Twenty years ago I passed through the train station in Budapest, Hungary. My family and I were escaping the civil strife that left my country divided, fragmented and completely devastated. Today, I saw the images of Syrian refugees roaming around the same space as we did so many years ago attempting to reach som foreign country. Strange how things coincide. Insecurity along with the fear of the unknown lingers in those tracks. The steel tracks carry the inhibitions and hopes for what is about to unravel. Especially, when a child enters this sphere of unpredictability, the reality becomes altered and forever layered. Do the halls of the station show the scars of our childlish fears??
The images reminded me of crossroads of life; a space where the destination is not reached, where the limbo becomes the safest zone. I never really put much thought into this station, it was just a distant memory, but now I want to find out where this in-between room is, what it really is, whose name it carries.

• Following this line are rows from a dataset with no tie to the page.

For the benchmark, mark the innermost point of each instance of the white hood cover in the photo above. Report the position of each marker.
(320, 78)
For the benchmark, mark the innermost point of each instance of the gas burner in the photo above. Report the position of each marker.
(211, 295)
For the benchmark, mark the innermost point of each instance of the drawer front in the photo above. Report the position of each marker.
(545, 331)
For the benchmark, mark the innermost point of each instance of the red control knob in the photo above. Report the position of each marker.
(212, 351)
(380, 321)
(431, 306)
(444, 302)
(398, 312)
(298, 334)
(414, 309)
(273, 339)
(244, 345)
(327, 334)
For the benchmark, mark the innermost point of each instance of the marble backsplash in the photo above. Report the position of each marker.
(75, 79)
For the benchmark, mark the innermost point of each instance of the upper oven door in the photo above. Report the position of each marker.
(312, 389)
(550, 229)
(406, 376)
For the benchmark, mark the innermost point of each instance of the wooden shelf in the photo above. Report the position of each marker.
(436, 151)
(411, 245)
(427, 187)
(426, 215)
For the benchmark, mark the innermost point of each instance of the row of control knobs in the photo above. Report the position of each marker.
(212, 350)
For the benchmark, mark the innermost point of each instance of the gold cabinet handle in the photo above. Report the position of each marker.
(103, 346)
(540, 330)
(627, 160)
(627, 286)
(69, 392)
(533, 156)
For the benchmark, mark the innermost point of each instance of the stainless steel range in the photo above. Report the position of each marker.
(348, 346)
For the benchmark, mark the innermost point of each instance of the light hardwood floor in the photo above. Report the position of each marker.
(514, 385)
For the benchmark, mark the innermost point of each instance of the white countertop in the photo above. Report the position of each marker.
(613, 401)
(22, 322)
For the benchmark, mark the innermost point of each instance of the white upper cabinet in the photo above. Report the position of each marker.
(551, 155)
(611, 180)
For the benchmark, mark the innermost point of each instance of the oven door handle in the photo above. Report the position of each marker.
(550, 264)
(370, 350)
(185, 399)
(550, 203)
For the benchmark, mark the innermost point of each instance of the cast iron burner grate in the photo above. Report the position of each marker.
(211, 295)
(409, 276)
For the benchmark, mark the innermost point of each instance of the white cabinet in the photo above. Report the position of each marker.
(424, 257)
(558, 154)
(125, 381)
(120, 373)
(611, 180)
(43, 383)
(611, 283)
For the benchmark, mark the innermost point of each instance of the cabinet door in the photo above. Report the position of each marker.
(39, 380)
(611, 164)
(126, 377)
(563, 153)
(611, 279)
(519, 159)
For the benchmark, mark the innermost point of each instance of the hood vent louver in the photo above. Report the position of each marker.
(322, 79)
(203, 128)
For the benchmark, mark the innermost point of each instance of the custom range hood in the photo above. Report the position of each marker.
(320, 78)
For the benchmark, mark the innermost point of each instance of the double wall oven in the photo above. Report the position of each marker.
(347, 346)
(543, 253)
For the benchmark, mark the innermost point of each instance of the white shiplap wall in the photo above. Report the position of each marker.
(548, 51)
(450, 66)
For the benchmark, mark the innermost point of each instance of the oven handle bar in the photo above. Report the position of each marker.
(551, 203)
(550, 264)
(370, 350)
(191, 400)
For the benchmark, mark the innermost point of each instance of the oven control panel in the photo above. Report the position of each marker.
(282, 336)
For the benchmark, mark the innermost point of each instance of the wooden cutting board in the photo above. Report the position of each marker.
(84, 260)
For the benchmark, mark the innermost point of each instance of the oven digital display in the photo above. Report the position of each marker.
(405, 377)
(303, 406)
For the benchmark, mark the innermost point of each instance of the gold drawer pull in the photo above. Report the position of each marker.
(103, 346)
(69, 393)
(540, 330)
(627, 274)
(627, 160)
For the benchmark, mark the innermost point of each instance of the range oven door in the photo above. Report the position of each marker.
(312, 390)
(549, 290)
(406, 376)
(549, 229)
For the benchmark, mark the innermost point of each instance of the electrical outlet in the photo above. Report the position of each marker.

All of those people running away from broken homes in hopes of stability walk through the same halls as we did, waiting for the trains with unmarked tickets to take them somewhere else, some place safe.
A refugee - an escapee - a runner - a fleeter - in a search for "home". Two decades later, two foreign lands away, I still linger in the same station in Budapest. How symbolic life can be!!!
A refugee - an escapee - a runner - a fleeter - in a search for "home". Two decades later, two foreign lands away, I still linger in the same station in Budapest. How symbolic life can be!!!
I wonder if I will ever find my way back to the streets of Budapest. Those Hungarian winters where the thoughts freeze and remain solidified into ice cubes of immobility, will remain within me. Yet, the train approaches the station and we aimlessly board it without glancing back on this layover that took place at the specific time, in a particular place.
I hope that they will find a spot where they can root into the soil and rediscover the meaning of safety. I sincerely wish for their well being for I know what they feel. Particularly, the children whose childhoods came to an abrupt end. They will become in-betweeners, just like I did. Soon enough they will discover the meaning of nostalgia where melancholy resides ubiquitously every day of their lives. They will be exposed to new ways of existing; they will supersede their parents' thinking; their mentalities will be molded as they learn that every new day requires adaptability - an assimilation just to get through the day, to get ahead. Yet, all of us will always remain stuck at that station for the rest of our days. We will wonder what would have happened if we mounted a different train. Sometimes we will perplex about the possibilities of heading back to the place that breathes our names, the place where our footsteps are imprinted on the streets as scars. Still, we will always stay in Budapest while trying to find a corner to call our own. My dear in-betweeners, we are thrusted onto the tracks of forced choices that were never truly ours.
One day, I will find out the name of the train station in Budapest.